During his residence in Delft, de Vlieger created a number of marine paintings showing the sea washing against a rocky shore. An example of a work from this period is the Calming the storm (1637, Art Collection of the University Göttingen). The close-up treatment of this subject and the overall composition go back to the print made by Adriaen Collaert after a design by the Flemish artist Maerten de Vos. That print depicting The storm on the sea of Galilei was plate 8 in the 12-part Vita, passio et Resvrrectio Iesv Christ, which was published by Jan and Raphael Sadeler in Antwerp in 1583. As in the print, de Vlieger depicts the boat in a forward tilting position, but he distances himself by integrating the story into the seascape rather than solely focusing on the activities on the boat.
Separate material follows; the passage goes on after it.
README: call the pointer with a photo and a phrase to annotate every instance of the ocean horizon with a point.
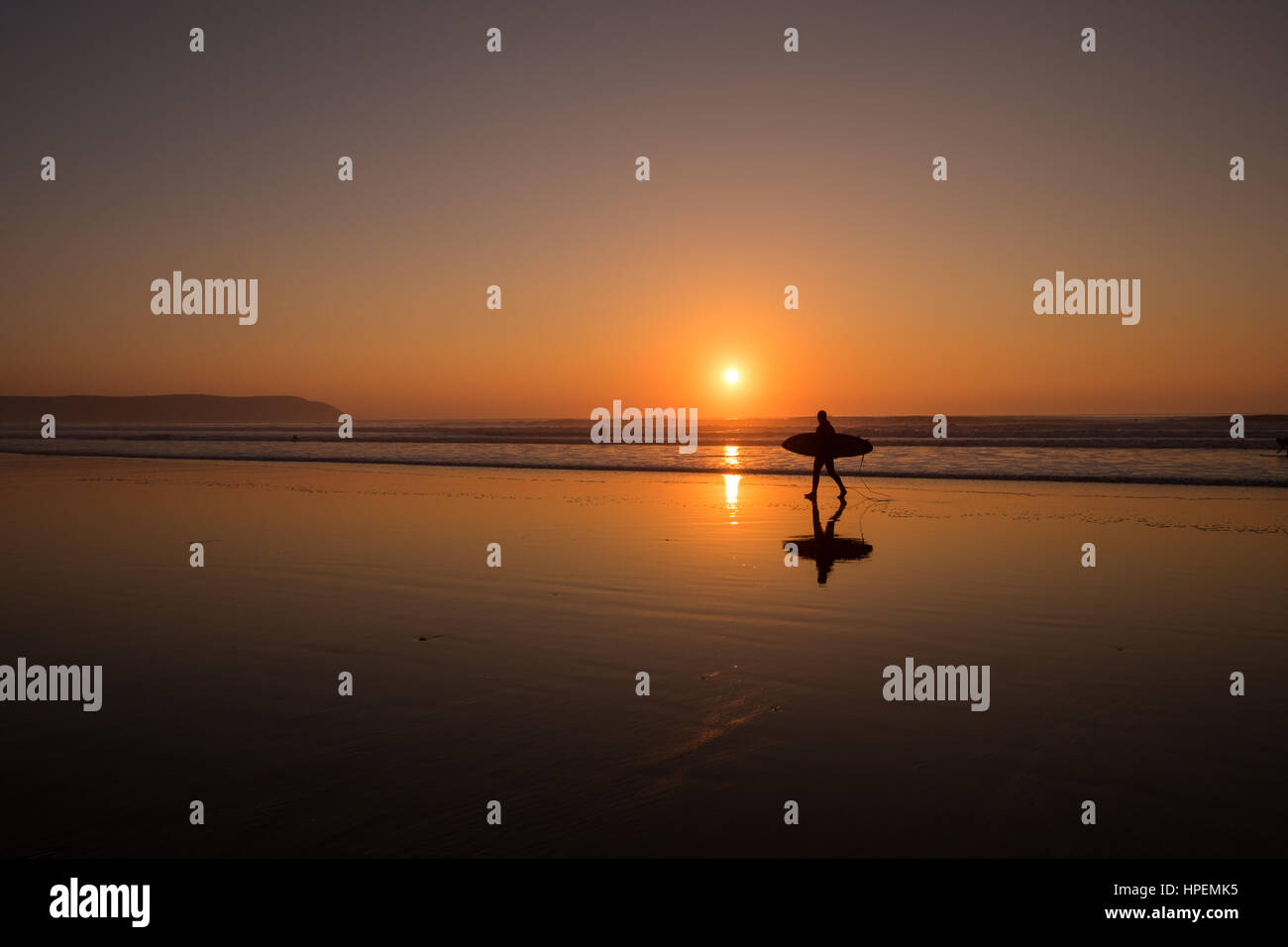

De Vlieger specialised in the detailed depiction of ships and was able to realistically depict the colours on the seawater. He depicted entire fleets and naval battles. In sketches he demonstrated his insight into linear perspective.

Around 1630 de Vlieger produced his first beach scene, a landscape type that he painted frequently over the following two decades. From 1650 until his death, he mainly painted and drew sea coasts and forests.

His work was highly influential on the younger generation of maritime painters. His work was copied by other artists, such as Jan van Ossenbeeck. (ca. 1624-1674). Aelbert Cuyp was familiar with his work and he is said to have copied the characteristic Dutch skies with clouds and rays of sun falling from de Vlieger.